This variable is symmetric and mean is in accord with literature data.

Now let’s see the dipendent variable, the weight of the newborn:

Summary Statistics of Birth Weight (g)
Statistic	Value
Min.	830.00
1st Qu.	2990.00
Median	3300.00
Mean	3284.18
3rd Qu.	3620.00
Max.	4930.00

Descriptive Statistics – Birth Weight
Statistic	Value
Standard Deviation of Birth Weight	525.23
Skewness of Birth Weight	-0.65
Excess Kurtosis of Birth Weight	2.03

This variable looks symmetric, even if there is a longer left tail. It looks suitable for linear regression.

Assignment 2 Analysis and Modelization:

Is cesarean delivery more frequent in an hospital? The way to see it is to perform a Chi-squared test of independence between the two categorical variables: Type of delivery and Hospital.

Contingency Table: Type of Delivery vs Hospital
Delivery_Type	osp1	osp2	osp3
Ces	242	254	232
Nat	574	594	602

Let’s perform Chi-squared test of independence:

Chi-squared Test of Independence: Type of Delivery vs Hospital
Statistic	Value
Chi-squared	1.0800
Degrees of freedom	2.0000
P-value	0.5819

p-value = 0.5819, so there is not enough evidence to reject the null hypothesis. The proportion of cesarean deliveries does not differ significantly among the three hospitals. Cesareans appear to be distributed homogeneously relative to the group sizes.
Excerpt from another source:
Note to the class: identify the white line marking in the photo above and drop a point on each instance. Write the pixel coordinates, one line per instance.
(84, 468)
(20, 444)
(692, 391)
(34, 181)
Expected Counts: Type of Delivery vs Hospital
Delivery Type	osp1	osp2	osp3
Ces	237.81	247.14	243.06
Nat	578.19	600.86	590.94

Indeed the table expected if the two variables were independent (as they are indeed) is very similar to the observed.

Now let’s see if the means of variables weight and length are statistically different from the population’s ones.

Assumptions of the means in population: 3300g and 500mm (sources in links below)

https://www.ospedalebambinogesu.it/da-0-a-30-giorni-come-si-presenta-e-come-cresce-80012/#:~:text=In%20media%20il%20peso%20nascita%20%C3%A8%20di%20circa,riguarda%20la%20lunghezza,%20pari%20mediamente%20a%2050%20centimetri.

https://www.my-personaltrainer.it/salute/lunghezza-neonato.html

Hypothesis:

H₀: the sample mean = population mean

H₁: the sample mean ≠ population mean

One-Sample t-Test: Birth Weight vs 3300g
Statistic	Value
t value	-1.51
df	2497
p-value	0.13
Mean	3284.18
H0 Mean	3300
95% CI Lower	3263.58
95% CI Upper	3304.79

One-Sample t-Test: Length vs 500mm
Statistic	Value
t value	-10.07
df	2497
p-value	2.10e-23
Mean	494.7
H0 Mean	500
95% CI Lower	493.66
95% CI Upper	495.73

The one-sample t-tests reveal two different outcomes for weight and length.

For weight, the sample mean is 3284.18 g, compared to the population mean of 3300 g. The p-value is 0.1324, and the 95% confidence interval is [3263.58, 3304.79]. Since the p-value is greater than 0.05 and the interval includes the population mean, we conclude that there is no statistically significant difference. This suggests that the average birth weight in the sample aligns with that of the general population.

On the other hand, length shows a significant deviation. The sample mean is 494.70 mm, the p-value is < 2.2e-16, and the 95% confidence interval [493.66, 495.73] does not include the expected 500 mm. This indicates a statistically significant difference: the newborns in this sample are, on average, shorter.

This likely reflects the presence of a substantial number of preterm births, which often results in babies who are physically smaller at birth. However, it appears that the weight statistic is balanced out by other infants in the sample who, despite being of average or above-average length, are relatively heavier. This counterbalance could explain why the sample mean weight remains consistent with that of the overall population, even though a portion of the sample includes lighter, premature infants.

Now let’s see if the antropometric variables are statistically different among the two sexes of the newborns.

Let’s see if the delta between the means of the two groups is significantly different from zero.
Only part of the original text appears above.